Pikaia

Download here: http://astro.ufl.edu/~cmancone/pros/pikaia.pro

This is an IDL port of the Pikaia optimization algorithm. This algorithm was developed and is maintained by the guys at the High Altitude Observatory. This port is from the original version of pikaia, 1.0. This IDL version is optimized for speed with built-in IDL array operations, effecting a roughly 20x speed up from a direct transliteration to IDL. Of course, the original fortran is probably still 10-20 times faster than even this port, so if you are really worried about speed, use fortran. I made a couple changes to the original algorithm as I was speeding stuff up.

1). Most importantly, the elitism flag and the reproduction plan are completely ignored. The only reproduction plan I have included in this port is the steady-state replace worst option. This is done no matter what else you specify. Since the elitism flag doesn't apply to this reproduction plan, it is also ignored.

2). There is no clone protection - i.e. when parents are chosen, a parent can be chosen to reproduce with itself. Although I haven't tested to see what effect this has, I imagine it will be very small for larger populations.

3). By default the user supplied function 'func' is called in order to calculate the fitness of a particular set of values. However, the name of this function can be changed with the new 'fname' keyword to pikaia.

4). Through the use of the _extra keyword you can pass additional parameters through pikaia to 'func'. These can be retrieved by using the _extra keyword in your function declaration. I've included an example below, and there are more details in the idl help.

5). The data passed to the user supplied function, 'func' has been changed. Originally, pikaia would call:
fitness = func(n,parameters)
With parameters being an array of size n, specifying one point in the search space for which the fitness should be calculated. Now, the same calling sequence is used but parameters is now an nxm array where m is an arbitrary number, and each row in this array corresponds to an independent point in the search space for which the fitness must be calculated. Essentially, rather than processing one set of parameters at a time pikaia now passes large numbers of parameters to func and expects it to calculate the fitness of all of them in one go. Once func calculates the fitness of all the points it has been passed, func should return the fitness of every single point in a row vector of size mx1.

Some Considerations

One of the peculiar quirks of IDL is that it's for loops are very slow. This is due in part because IDL will stop in between loops to check for input and perform other tasks which are completely unrelated to the loop in question. For this reason (and a few others), speed optimization in IDL involves getting rid of for loops and utilizing array operations and some of the various, highly optimized, built in functions in IDL. This is an important consideration because one of the biggest potential bottlenecks for speed in Pikaia is the fitness calculation function supplied by the user. So, this speed-optimized version of pikaia is only as fast as your func. For anyone unfamiliar with vectorization and optimization in IDL, I recommend reading these hints: http://www.dfanning.com/documents/tips.html#IDLWAY

An example

Here's a simple example of putting pikaia to work on a gaussian centered at (.5,.5). In the first example I change the center of the gaussian by passing its center through the _extra keywords. You can download this program here.

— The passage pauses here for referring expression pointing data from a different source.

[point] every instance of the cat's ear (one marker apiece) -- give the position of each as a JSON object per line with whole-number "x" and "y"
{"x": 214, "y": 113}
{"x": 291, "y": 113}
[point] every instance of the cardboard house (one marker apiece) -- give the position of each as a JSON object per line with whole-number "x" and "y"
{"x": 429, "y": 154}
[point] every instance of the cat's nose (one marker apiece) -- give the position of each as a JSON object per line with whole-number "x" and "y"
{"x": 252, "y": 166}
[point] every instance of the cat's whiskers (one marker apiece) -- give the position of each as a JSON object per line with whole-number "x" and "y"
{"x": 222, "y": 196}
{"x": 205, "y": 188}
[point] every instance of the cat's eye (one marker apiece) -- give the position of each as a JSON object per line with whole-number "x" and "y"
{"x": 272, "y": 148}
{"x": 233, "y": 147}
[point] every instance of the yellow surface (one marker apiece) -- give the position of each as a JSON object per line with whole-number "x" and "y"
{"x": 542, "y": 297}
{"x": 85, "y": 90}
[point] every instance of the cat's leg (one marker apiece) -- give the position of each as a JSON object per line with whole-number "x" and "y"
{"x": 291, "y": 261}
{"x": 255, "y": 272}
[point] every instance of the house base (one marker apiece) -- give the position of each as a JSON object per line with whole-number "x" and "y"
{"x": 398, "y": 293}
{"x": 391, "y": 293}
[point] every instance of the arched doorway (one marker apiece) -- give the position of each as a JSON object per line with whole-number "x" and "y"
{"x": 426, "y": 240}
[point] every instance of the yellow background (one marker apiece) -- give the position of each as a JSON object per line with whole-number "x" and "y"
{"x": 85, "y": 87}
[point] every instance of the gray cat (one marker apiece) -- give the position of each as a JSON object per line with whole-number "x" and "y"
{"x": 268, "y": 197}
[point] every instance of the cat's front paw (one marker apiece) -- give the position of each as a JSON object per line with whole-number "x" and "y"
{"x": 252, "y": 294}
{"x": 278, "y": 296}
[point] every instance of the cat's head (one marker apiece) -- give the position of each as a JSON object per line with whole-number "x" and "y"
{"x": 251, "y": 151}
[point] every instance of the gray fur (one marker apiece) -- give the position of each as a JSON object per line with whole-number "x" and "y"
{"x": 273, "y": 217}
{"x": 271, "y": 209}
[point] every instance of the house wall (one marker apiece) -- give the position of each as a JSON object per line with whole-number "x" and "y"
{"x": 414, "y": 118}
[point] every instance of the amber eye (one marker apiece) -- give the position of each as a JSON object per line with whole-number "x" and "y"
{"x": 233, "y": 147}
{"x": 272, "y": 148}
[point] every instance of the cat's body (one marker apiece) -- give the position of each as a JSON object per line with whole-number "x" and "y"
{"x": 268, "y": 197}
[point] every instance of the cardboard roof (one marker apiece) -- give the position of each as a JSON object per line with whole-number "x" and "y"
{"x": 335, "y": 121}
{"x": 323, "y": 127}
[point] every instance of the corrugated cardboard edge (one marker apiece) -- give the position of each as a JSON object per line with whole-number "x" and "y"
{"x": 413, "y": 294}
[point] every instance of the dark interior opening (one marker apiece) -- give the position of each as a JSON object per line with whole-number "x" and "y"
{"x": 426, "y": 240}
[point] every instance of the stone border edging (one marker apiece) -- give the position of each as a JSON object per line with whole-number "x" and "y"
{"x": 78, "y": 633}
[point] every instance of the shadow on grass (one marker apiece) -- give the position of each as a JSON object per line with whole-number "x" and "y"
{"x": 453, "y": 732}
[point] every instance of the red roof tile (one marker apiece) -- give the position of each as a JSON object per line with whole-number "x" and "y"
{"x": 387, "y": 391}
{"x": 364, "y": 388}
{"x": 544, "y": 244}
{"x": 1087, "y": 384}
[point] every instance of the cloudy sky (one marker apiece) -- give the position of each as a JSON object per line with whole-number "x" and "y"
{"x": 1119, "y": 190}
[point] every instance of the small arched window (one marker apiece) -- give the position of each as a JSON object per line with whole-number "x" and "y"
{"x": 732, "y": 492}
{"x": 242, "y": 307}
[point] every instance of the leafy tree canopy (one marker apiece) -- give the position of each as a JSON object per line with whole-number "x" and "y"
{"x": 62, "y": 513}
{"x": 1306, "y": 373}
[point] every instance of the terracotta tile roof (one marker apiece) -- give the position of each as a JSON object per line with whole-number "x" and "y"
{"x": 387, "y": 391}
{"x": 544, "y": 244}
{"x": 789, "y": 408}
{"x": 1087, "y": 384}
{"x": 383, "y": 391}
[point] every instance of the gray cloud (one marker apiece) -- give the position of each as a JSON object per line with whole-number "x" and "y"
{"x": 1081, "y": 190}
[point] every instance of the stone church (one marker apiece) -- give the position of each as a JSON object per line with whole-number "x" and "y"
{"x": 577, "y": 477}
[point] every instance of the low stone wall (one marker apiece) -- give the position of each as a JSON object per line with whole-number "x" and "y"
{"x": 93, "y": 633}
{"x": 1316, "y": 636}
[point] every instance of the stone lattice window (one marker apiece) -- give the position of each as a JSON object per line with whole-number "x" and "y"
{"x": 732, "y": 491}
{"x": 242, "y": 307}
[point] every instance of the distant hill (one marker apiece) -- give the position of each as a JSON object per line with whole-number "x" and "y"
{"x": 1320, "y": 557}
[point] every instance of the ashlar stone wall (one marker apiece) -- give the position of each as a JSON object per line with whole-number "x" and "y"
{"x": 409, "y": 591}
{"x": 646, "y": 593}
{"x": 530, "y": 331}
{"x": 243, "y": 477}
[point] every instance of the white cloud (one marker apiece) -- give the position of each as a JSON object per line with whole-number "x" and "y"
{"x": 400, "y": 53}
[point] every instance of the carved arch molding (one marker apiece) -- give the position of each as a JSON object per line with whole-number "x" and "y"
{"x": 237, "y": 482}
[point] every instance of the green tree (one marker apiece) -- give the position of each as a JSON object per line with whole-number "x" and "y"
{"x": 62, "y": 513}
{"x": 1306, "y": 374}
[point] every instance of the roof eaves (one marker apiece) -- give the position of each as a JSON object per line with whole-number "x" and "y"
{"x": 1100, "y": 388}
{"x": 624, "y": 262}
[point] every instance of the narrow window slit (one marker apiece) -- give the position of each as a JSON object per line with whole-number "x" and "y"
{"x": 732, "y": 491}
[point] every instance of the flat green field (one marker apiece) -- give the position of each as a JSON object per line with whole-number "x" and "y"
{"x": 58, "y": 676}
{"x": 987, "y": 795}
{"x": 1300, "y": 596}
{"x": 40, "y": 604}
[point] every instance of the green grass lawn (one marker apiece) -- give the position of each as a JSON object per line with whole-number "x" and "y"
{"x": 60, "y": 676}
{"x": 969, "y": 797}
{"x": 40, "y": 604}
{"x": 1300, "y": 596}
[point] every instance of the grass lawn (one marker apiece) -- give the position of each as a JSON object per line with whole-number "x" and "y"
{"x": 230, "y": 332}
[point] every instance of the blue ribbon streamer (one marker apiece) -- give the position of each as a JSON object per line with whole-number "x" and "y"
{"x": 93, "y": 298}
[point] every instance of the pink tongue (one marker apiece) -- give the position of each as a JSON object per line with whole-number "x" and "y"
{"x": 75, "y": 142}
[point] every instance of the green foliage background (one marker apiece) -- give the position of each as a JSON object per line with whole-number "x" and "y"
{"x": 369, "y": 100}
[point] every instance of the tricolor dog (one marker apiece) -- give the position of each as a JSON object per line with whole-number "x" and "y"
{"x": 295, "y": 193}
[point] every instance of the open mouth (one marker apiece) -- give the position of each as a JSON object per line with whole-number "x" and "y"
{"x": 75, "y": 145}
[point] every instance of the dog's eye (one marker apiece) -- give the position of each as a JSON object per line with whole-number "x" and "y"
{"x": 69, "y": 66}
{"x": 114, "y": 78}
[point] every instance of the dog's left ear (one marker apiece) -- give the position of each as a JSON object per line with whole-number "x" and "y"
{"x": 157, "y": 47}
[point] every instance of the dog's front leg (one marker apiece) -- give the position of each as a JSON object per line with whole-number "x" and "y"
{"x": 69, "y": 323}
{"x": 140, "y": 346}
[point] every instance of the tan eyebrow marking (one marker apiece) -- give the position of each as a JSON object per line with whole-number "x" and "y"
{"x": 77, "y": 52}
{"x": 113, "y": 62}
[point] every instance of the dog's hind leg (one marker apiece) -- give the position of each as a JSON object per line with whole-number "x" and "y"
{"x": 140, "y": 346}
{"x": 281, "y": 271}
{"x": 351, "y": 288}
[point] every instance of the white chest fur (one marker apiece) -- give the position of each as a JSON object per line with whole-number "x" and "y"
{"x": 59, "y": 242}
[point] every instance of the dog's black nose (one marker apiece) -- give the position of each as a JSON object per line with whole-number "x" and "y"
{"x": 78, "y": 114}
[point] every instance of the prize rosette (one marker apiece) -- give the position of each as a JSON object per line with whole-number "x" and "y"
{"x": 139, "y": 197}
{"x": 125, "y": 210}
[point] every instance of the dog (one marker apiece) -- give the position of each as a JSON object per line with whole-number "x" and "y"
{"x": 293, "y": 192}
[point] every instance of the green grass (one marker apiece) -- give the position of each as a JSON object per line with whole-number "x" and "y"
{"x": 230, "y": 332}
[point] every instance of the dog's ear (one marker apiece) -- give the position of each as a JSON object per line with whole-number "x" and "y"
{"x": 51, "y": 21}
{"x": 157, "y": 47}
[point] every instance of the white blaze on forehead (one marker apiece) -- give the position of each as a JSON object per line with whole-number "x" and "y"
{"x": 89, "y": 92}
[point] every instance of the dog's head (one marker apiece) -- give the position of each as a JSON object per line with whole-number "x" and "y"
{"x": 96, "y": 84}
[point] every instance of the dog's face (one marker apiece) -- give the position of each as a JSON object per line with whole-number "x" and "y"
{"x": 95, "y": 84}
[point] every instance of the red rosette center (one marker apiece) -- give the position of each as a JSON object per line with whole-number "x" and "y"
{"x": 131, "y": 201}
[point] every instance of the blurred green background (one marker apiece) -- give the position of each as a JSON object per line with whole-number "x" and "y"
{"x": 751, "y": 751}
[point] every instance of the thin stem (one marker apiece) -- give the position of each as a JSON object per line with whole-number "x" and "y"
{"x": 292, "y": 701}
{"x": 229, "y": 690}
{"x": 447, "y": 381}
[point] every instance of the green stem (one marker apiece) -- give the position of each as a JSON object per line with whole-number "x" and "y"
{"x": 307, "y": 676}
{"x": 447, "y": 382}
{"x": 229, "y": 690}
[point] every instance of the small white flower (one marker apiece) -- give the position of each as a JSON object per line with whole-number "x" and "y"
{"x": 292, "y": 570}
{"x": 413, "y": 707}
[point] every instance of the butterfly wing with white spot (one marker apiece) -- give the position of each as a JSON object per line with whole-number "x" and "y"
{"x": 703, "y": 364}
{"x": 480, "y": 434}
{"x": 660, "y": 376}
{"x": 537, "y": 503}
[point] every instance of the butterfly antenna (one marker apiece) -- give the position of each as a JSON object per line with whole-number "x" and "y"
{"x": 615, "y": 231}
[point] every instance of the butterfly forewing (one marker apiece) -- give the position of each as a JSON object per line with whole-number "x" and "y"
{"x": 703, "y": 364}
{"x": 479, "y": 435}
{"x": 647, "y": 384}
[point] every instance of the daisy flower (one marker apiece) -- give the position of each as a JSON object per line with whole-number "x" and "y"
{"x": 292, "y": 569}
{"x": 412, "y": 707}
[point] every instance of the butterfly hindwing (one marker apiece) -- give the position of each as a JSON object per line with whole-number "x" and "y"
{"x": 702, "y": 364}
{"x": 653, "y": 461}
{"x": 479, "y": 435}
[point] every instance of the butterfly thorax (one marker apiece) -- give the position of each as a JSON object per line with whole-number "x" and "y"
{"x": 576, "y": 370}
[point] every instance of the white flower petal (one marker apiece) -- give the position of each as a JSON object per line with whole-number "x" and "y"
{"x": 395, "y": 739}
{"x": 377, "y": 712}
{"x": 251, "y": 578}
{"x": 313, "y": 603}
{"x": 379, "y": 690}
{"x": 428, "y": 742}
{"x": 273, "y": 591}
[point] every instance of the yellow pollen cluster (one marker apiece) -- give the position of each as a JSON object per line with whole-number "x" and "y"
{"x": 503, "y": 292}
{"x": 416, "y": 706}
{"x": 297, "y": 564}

function example_calc,n,params,_extra=extra
     ; the fitness function will be a gaussian centered at x=extra.x and y = extra.y
     ; params will be an array of size 2x?
     fitness = exp( -1.0*( (params[0,*]-extra.x)^2 + (params[1,*]-extra.y)^2 ) )

     ; the result has to be transposed because the above expression
     ; returns a column vector, but pikaia expects a row vector
     return,transpose(fitness)
end

function example_calc2,n,params
     ; here's the highly optimized version
     return, exp( -1.0*total( (params-.5)^2, 1 ) )
end

function example_calc3,n,params
     ; here's the highly non-optimized version
     npts = n_elements(params[0,*])
     fitness = fltarr(npts)

     for i=0,npts-1 do fitness[i] = exp( -1.0*( (params[0,i]-.5)^2 + (params[1,i]-.5)^2 ) )
     return,fitness
end

pro pikaia_ex

; the only thing we need to tell pikaia is the function name to use
; and the number of parameters to fit. It will automatically load
; reasonable defaults for ctrl (population size: 100, generations: 200)
n = 2
t1 = systime(/seconds)
pikaia,n,ctrl,x,f,status,fname='example_calc',x=.4,y=.6
print,x

t2 = systime(/seconds)
pikaia,n,ctrl,x,f,status,fname='example_calc2'
print,x

t3 = systime(/seconds)
pikaia,n,ctrl,x,f,status,fname='example_calc3'
print,x

t4=systime(/seconds)
print,t2-t1
print,t3-t2
print,t4-t3
end


The results are:
     0.400000     0.600000
     0.500000     0.500000
     0.500000     0.500000
      0.25064087
      0.22182512
      0.25915694

In this case, the fitness function is simple enough that the time doesn't change all that much between the different results. For comparison, the same calculation with a literal transliteration of pikaia from fortran to IDL takes 4.05 seconds, for a factor of 20 difference.